Most progress is being made by the government with demolishing the architecture of top down control and centralisation that the last government imposed on Councils. This week the Audit Commission was added to the RDAs, the regional housing targets and plans, the Comprehensive Area Assessments and many of the requirements and monitors placed on local government.
The Audit Commission was revealed to spend liberally on itself. It was also urging Councils to go over to fortnightly bin collections, when most of us want to keep the weekly collection – or more frequent – that is common in most of the country.

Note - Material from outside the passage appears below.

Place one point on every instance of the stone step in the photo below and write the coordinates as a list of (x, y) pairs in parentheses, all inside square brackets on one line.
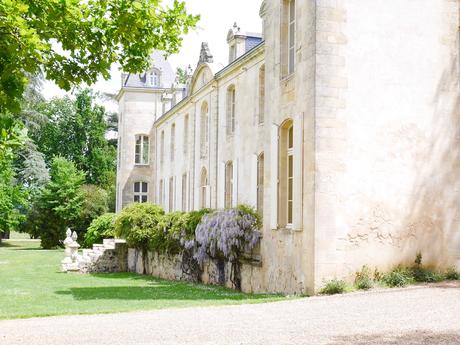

I am delighted to see the back of this apparatus. It now poses the challenge to Councils to shape better policies for themselves and to be properly answerable to their local electors. The UK has become so overgoverned, with far too many layers of government. The complexity made it difficult to know who was responsible for what, and the presence of so much power in the hands of unelected reigons and quangos could thwart effective accountability if you did find out these intermediate layers were to blame.
It will be cheaper, and easier to understand. Some Councils will thrive with the new freedoms and others will find them difficult to grasp. It will be more worthwhile and more interesting to be a Councillor, as there will be more opportunity to do well- or not so well – for your local community. The system of black marks and gold stars, of constant outside interference, ticking of boxes and comprehensive advice, guidance, audit and regulation stifled innovation and often killed commonsense. Can they be born again in Town Hall and County Hall?